Belanghebbende heeft tegen die uitspraak en dat besluit beroep ingesteld bij het Hof.

Het Hof heeft als vaststaande aangemerkt:

'Belanghebbende heeft in 1981 het haar in eigendom toebehorende bankgebouw annex directeurswoning aan de a-weg 1 te Z doen uitbreiden en verbouwen. De directeurswoning is bij deze gelegenheid verbouwd tot kantoorruimte en kantine. De ruimte tussen die voormalige woning en het bestaande bankgebouw is bebouwd. Dit bankgebouw had een oppervlakte van 794 m2. De zichtbare uitbreiding in oppervlakte bedraagt 186 m2. De kelderruimte is met 143 m2 uitgebreid. De kosten van de totale verbouwing hebben ongeveer f 775.000 zonder omzetbelasting bedragen'.

Het Hof heeft met betrekking tot het geschil en de standpunten van partijen vermeld:

'Partijen houdt verdeeld de vraag of

1. deze verbouwing dermate ingrijpend is geweest dat hierdoor het verbouwde onroerend goed is vervaardigd in de zin van artikel 3, lid 1, aanhef en onder h, van de Wet op de omzetbelasting 1968, en, indien deze vraag bevestigend wordt beantwoord,

2. in de naheffingsaanslag terecht een verhoging als bedoeld in artikel 21, lid 1, eerste volzin, van de Algemene wet inzake rijksbelastingen is begrepen.

Beide vragen worden door belanghebbende ontkennend en door de inspecteur bevestigend beantwoord op de gronden die elk der partijen in de stukken heeft aangevoerd, waaraan ter zitting, behalve de inhoud van de voormelde pleitnotities, geen nieuwe gronden zijn toegevoegd'.

Het Hof heeft vervolgens omtrent het geschil overwogen:

'1. Naar belanghebbende in het namens haar gehouden pleidooi heeft gesteld, heeft de verbouwing onder meer bestaan uit de vorenomschreven uitbreiding van de vloeroppervlakte met 186 vierkante meter en de sloop van twee buitengevels van de voormalige directeurswoning ten behoeve van die uitbreiding.

Daardoor heeft de voormalige directeurswoning, behalve de hiervoor als vaststaande omschreven functieverandering, een zo ingrijpende bouwtechnische wijziging ondergaan dat deze woning, als onderdeel van het verbouwde en uitgebreide gebouw in zijn geheel, gezegd moet worden tevoren niet te hebben bestaan.
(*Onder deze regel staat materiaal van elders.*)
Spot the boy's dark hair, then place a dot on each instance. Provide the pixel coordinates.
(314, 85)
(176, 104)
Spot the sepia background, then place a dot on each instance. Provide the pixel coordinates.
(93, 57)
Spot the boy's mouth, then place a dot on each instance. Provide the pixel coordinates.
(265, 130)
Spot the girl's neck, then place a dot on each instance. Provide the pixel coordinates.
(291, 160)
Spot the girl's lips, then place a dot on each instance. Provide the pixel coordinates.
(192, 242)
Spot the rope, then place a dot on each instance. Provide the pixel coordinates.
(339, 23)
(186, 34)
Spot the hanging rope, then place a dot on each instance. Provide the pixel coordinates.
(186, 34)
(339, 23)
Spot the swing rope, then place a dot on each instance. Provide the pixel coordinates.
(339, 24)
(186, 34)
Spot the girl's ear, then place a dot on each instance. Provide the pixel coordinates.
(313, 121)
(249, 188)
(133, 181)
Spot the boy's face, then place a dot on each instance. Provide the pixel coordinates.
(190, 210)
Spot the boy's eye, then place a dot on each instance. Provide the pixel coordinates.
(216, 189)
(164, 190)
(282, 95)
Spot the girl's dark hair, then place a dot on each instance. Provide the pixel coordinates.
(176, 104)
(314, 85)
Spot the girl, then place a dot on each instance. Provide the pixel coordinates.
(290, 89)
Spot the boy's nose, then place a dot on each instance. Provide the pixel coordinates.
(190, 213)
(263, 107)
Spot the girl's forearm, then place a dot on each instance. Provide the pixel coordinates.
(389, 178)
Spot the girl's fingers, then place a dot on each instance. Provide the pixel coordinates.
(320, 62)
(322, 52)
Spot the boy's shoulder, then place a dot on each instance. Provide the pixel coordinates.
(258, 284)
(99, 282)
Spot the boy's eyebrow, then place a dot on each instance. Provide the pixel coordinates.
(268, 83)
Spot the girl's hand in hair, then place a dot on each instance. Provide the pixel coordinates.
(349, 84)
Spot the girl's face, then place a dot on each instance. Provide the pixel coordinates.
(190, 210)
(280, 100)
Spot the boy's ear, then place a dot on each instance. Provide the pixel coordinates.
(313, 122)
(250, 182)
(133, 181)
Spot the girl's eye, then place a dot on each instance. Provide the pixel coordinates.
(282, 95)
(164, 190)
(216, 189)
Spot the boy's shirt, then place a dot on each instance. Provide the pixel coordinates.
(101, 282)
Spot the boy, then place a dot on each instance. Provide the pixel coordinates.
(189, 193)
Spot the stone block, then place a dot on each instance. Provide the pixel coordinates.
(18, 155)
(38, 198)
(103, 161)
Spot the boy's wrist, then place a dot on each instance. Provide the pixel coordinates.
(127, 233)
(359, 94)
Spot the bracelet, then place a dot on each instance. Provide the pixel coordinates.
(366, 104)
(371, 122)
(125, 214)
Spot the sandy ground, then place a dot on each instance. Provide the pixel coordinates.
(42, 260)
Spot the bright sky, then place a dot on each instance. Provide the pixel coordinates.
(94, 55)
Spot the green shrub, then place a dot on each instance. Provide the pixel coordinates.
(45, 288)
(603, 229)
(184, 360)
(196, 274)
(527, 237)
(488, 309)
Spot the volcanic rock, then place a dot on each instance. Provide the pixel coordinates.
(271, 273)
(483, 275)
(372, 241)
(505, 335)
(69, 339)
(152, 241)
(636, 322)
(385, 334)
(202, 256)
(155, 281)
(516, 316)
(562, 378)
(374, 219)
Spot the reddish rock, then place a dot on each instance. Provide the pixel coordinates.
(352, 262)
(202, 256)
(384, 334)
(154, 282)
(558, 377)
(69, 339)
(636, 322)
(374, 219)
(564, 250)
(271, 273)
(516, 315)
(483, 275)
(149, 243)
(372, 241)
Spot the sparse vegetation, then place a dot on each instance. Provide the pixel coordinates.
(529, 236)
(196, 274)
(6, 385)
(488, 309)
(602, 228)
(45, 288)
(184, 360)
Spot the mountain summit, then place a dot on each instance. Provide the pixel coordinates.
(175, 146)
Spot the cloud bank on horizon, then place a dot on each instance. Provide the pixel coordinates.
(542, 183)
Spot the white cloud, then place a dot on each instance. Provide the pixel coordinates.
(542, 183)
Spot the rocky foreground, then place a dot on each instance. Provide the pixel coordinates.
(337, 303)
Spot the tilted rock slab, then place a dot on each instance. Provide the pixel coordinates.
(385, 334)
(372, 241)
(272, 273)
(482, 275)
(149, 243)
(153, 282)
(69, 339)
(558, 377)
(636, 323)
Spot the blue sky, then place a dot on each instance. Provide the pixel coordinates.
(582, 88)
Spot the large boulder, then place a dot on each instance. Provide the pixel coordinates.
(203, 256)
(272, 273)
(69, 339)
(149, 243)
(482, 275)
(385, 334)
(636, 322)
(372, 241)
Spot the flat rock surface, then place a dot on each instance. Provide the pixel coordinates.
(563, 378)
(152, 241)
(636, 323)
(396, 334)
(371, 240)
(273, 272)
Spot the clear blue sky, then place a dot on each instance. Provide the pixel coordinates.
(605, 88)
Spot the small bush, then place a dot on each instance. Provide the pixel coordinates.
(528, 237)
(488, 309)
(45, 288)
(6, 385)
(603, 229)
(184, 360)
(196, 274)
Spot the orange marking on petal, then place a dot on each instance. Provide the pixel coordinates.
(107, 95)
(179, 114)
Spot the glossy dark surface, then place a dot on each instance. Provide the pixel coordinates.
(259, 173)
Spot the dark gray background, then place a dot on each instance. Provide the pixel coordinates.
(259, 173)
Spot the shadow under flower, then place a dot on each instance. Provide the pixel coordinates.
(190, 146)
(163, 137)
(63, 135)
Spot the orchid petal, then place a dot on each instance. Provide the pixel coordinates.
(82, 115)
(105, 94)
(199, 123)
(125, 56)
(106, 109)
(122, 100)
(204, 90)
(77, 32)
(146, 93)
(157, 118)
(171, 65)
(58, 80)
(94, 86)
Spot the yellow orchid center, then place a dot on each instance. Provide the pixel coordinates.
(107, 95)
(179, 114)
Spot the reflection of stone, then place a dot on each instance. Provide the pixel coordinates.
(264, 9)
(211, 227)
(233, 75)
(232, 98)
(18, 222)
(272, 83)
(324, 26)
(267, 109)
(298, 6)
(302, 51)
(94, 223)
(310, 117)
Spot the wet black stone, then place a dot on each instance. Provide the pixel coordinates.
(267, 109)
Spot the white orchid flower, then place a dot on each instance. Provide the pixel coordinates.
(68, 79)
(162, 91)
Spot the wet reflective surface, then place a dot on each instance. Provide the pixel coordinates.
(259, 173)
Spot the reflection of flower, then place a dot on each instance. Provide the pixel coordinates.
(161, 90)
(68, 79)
2. Het oorspronkelijke bankgebouw daarentegen heeft zijn functie behouden. Als deel van het verbouwde en uitgebreide gebouw heeft het mitsdien tevoren bestaan. Uit de overgelegde bouw- en situatietekening blijkt echter, dat ten opzichte van het bestaande bankgebouw de zichtbare uitbreiding 23,4% heeft bedragen en te zamen met de kelderuitbreiding 41,4%. Deze percentages stemmen overeen met de eensluidende opvatting van partijen hieromtrent.
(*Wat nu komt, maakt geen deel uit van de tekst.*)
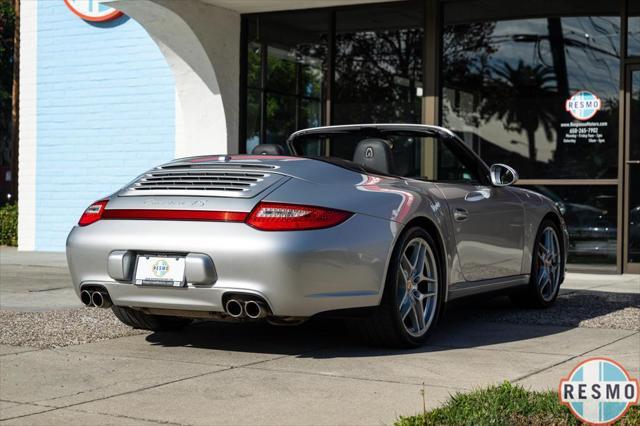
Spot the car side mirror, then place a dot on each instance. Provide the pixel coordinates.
(502, 175)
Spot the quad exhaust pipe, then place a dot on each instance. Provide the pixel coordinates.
(98, 298)
(253, 309)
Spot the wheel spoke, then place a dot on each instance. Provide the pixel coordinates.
(405, 306)
(405, 267)
(542, 275)
(418, 313)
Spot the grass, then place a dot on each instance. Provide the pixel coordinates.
(506, 404)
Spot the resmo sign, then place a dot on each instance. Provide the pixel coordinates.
(92, 10)
(598, 391)
(583, 105)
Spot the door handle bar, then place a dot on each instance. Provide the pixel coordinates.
(460, 215)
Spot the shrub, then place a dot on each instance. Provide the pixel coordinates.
(506, 404)
(9, 225)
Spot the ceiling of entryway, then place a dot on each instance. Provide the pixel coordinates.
(252, 6)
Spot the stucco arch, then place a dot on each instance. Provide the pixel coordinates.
(201, 45)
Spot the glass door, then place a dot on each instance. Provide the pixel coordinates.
(632, 172)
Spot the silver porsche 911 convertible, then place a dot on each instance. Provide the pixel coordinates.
(381, 223)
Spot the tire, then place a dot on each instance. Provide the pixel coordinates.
(546, 269)
(138, 319)
(387, 326)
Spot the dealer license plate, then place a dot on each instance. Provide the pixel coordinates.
(160, 271)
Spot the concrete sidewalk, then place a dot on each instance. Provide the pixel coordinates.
(215, 373)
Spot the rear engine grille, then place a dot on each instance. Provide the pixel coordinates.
(202, 181)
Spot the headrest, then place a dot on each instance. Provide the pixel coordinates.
(268, 149)
(374, 154)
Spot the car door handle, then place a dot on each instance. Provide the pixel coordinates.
(460, 215)
(477, 195)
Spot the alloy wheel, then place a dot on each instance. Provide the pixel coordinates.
(417, 287)
(548, 258)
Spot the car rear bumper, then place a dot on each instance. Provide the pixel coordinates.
(298, 273)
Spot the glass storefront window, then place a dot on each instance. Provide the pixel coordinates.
(633, 28)
(286, 74)
(540, 94)
(590, 212)
(378, 64)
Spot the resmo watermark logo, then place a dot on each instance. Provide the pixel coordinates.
(598, 391)
(583, 105)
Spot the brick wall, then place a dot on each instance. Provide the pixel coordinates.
(105, 113)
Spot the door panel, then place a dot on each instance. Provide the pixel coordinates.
(489, 228)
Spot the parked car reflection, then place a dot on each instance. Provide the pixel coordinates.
(591, 220)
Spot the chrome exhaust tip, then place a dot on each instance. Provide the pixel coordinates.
(255, 309)
(234, 308)
(101, 300)
(85, 298)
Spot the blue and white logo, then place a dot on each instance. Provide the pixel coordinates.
(598, 391)
(92, 10)
(583, 105)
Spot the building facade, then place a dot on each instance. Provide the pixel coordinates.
(549, 87)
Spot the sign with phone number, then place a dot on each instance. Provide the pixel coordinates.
(584, 132)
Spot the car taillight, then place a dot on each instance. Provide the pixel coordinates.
(93, 213)
(294, 217)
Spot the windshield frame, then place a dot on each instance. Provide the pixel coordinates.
(368, 130)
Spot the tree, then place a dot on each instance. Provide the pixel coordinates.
(522, 98)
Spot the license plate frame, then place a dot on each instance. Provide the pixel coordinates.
(159, 270)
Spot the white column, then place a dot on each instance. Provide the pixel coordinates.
(28, 131)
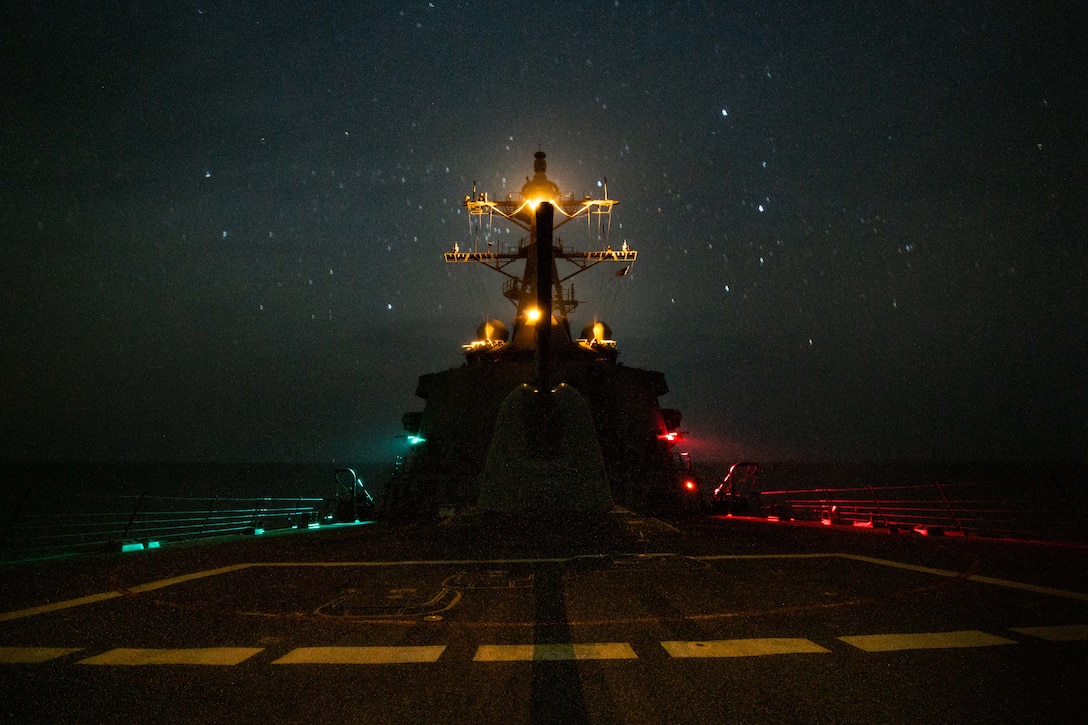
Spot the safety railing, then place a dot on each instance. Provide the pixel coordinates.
(38, 527)
(960, 508)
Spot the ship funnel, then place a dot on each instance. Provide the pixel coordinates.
(568, 477)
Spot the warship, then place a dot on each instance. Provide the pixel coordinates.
(538, 419)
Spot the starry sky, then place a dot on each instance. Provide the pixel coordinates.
(862, 226)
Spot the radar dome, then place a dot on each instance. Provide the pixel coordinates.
(493, 330)
(597, 331)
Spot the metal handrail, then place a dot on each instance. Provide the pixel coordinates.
(936, 505)
(82, 524)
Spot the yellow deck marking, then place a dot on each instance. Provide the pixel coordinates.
(742, 648)
(542, 652)
(930, 640)
(1059, 634)
(33, 654)
(200, 655)
(361, 654)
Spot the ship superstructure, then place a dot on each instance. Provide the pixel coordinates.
(538, 419)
3. Uit het onder 1 en 2 overwogene blijkt dat de verbouwing voor een deel zo ingrijpend en voor het geheel wat de omvang betreft zo aanmerkelijk is, dat geoordeeld moet worden dat het onroerend goed na de verbouwing en de uitbreiding voordien niet heeft bestaan. Het is derhalve vervaardigd in de zin van artikel 3, lid 1, aanhef en onder h, van de Wet op de omzetbelasting 1968.
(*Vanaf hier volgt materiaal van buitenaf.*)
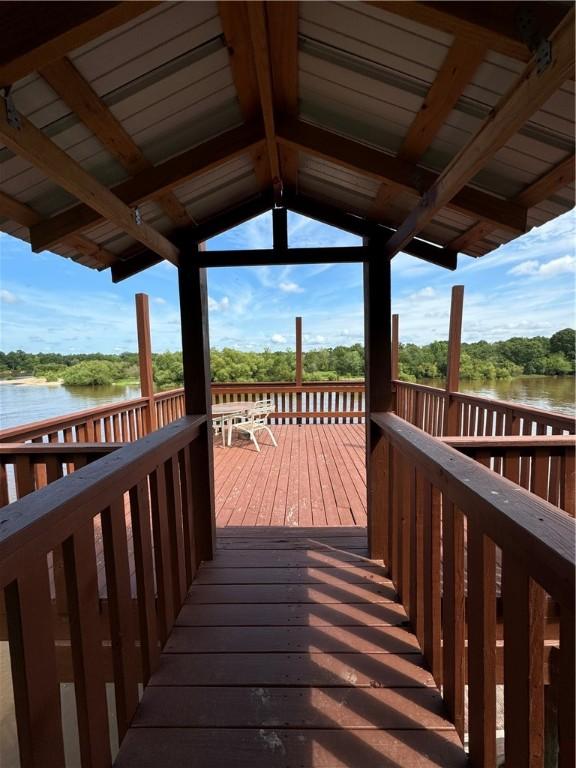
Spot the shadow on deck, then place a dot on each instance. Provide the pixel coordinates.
(291, 649)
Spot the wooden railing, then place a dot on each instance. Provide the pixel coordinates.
(456, 537)
(124, 528)
(313, 402)
(544, 465)
(430, 408)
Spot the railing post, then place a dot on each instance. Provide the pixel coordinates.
(379, 396)
(145, 361)
(299, 367)
(451, 426)
(197, 396)
(395, 346)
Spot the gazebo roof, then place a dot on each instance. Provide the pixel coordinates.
(439, 120)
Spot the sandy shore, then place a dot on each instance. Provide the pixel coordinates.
(30, 381)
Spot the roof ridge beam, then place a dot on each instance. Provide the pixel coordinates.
(156, 180)
(387, 168)
(533, 89)
(30, 143)
(57, 29)
(78, 94)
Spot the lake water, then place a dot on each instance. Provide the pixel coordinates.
(22, 403)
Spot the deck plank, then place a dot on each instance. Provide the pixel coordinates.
(286, 655)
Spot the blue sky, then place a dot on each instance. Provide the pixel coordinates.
(48, 303)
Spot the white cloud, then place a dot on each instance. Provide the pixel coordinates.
(559, 266)
(525, 268)
(7, 297)
(424, 293)
(290, 287)
(218, 306)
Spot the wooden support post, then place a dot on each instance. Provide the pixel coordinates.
(379, 397)
(280, 228)
(299, 366)
(145, 361)
(197, 397)
(395, 347)
(451, 426)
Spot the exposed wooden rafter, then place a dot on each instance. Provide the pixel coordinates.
(22, 214)
(498, 30)
(136, 259)
(378, 165)
(234, 20)
(73, 89)
(152, 182)
(532, 90)
(457, 70)
(29, 142)
(261, 53)
(33, 35)
(538, 191)
(282, 18)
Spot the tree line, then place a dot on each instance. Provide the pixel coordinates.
(517, 356)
4. Dat belanghebbende verwijst naar het arrest van de Hoge Raad van 11 november 1984, BNB 1984/268, verstaat het hof als een beroep op de in dat arrest genoemde paragraaf 16 van de Leidraad administratieve boeten 1971, dat strekt tot kwijtschelding van de verhoging wegens het ontbreken van opzet of grove schuld. Hoewel de primaire stelling van belanghebbende haar niet baat, is het daarin vervatte standpunt zodanig pleitbaar, dat belanghebbende kan hebben gemeend juist te handelen door, zoals zij gedaan heeft, de in geschil zijnde omzetbelasting niet op aangifte te voldoen. Dit wordt niet anders indien belanghebbende dan wel haar voormelde gemachtigde kennis kon dragen van andersluidende beslissingen van feitelijke rechters in vergelijkbare gevallen.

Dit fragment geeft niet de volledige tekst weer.